Au détour d'un rue, je tombe en arrêt un après-midi sur une belle fille que je prends pour un garçon, ou un magnifique garçon qui est une fille ; dans les deux cas, une émotion équivoque, pas franche au fond, face à une beauté asexuée (coupe courte, coiffure soignée des cheveux blonds tirées en arrière précisément et nettement qui accapare mon regard).... froide : grâce et élégance, je passe mon tour.

Je veux traîner dans les zones franches ou en friche, du côté des entrepôts vides et des taudis... ou simplement me promener encore dans le "centre-ville" pour trouver un garçon mal élevé mal peigné mal lavé mal rasé mal nourri mal logé malodorant, mal aimé qui veuille être aidé... sauvé ?

C'est une idée des mots, des images, une histoire qui m'inspirent des idées, des mots, des images, etc...

Un type.
Des pieds à la tête (assis sur mon canapé).

Tennis blanches, à l'origine, déchirées, lacérées, lacets prêts à craquer. Le jean comme une seconde peau crasseuse, marquée, tâchée, trouée. La braguette cassée (rajouterais-je).

Il pue. Tee-shirt sale auréolée - que je me vois enlever.
Pas par intérêt : je fais ma B.A. de l'année. Une simple pièce, c'est mesquin, j'offre un repas, un toit, un bain. Un bain purificateur. C'est sa saleté qui m'attire, mais je ne peux pas le laisser dans cet état.

J'oublie ceci :

La dernière fois que j'ai sauvé un garçon, c'était pour l'arracher non à la rue et sa misère mais à la mort tout bonnement.

La scène se déroulait dans le même type d'endroit où je guide par la main mon garçon de la rue : une salle de bain... que je croyais vide... mais en m'approchant de la baignoire, je trouvais dans l'eau quelqu'un. La tête sous l'eau, les yeux (bleus) ouverts qui ne regardaient pas vers la surface mais très loin là où tout se termine. Trop tôt.

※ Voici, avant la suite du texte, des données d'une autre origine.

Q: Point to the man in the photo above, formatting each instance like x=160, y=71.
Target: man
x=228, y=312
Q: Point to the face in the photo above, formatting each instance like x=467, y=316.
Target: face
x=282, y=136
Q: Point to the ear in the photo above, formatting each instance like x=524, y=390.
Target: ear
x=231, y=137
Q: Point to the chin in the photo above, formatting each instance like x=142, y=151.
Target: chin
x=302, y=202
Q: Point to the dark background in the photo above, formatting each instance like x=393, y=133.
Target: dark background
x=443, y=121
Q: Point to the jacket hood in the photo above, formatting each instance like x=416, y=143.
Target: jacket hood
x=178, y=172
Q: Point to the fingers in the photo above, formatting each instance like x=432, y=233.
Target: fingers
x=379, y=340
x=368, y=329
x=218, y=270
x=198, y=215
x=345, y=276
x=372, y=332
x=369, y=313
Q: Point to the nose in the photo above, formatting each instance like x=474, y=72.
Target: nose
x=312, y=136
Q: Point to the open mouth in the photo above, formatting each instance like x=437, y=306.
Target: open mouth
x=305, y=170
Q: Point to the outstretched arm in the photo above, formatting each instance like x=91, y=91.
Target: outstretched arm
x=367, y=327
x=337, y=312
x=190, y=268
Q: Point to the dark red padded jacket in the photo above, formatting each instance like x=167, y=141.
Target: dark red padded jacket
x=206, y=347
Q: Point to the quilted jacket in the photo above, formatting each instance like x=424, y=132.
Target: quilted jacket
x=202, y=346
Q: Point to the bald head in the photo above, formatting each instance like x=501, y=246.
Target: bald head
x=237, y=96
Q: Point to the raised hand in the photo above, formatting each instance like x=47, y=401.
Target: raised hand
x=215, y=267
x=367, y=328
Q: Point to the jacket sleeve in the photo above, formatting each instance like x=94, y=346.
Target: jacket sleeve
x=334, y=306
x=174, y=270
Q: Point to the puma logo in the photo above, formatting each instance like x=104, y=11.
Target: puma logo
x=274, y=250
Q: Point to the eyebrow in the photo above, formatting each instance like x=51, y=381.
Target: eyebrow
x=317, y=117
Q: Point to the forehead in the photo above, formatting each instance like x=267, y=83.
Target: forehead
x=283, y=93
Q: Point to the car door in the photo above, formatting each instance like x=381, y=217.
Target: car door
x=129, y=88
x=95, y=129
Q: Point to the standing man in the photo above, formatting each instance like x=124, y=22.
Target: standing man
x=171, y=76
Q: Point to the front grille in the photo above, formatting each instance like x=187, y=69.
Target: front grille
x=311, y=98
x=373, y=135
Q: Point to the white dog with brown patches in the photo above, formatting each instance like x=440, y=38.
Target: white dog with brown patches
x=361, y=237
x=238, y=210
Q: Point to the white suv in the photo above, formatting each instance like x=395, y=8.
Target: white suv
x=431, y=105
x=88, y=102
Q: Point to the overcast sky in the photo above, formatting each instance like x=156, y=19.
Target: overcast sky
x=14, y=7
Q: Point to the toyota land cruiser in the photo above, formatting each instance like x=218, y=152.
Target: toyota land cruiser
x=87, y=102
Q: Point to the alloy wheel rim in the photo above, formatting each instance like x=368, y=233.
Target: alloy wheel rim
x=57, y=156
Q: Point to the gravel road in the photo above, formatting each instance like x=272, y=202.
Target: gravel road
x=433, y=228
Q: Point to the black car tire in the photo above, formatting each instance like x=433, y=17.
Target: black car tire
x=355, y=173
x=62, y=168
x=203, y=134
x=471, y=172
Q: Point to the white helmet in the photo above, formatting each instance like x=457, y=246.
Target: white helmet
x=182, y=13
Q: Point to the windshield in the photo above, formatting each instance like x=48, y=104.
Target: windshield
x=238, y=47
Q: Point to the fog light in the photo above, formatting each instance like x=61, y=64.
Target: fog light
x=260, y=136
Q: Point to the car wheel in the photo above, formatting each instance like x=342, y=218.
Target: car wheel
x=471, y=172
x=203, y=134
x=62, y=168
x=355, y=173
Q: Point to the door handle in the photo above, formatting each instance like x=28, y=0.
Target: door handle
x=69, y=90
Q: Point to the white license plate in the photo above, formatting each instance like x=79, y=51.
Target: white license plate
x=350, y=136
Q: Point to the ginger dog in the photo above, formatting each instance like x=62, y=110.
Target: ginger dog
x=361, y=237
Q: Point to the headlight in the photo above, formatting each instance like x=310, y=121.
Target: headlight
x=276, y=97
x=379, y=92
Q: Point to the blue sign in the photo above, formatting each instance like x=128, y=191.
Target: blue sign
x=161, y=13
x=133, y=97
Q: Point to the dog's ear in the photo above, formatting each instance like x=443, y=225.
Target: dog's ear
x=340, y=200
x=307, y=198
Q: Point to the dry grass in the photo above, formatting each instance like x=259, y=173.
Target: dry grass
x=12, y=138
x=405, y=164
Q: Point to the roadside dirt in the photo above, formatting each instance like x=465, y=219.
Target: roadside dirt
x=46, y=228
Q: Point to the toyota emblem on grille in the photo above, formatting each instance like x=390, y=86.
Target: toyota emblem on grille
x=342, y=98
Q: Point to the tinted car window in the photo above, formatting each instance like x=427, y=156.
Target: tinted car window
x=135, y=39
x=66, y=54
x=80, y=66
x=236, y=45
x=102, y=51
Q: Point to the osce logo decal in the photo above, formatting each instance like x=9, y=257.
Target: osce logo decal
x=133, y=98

Horrifié, je plongeai mes mains dans l'eau pour saisir le corps qui coulait. Hors de l'eau, les yeux s'enténébrèrent. Comme de l'encre qui se répandait de l'iris au blanc de l'oeil. Je le secouai pour chasser de ses yeux (et de son âme) ce noir glaçant.

De l'eau chaude et du savon, un cas plus facile à régler cette fois. Et aussi moins de scrupules à abuser de la situation. Je n'ai pas la vertu des héros chastes de mon enfance. S'il n'est pas contre, je ne vais pas attendre qu'il soit sec, et habillé. Bien sûr.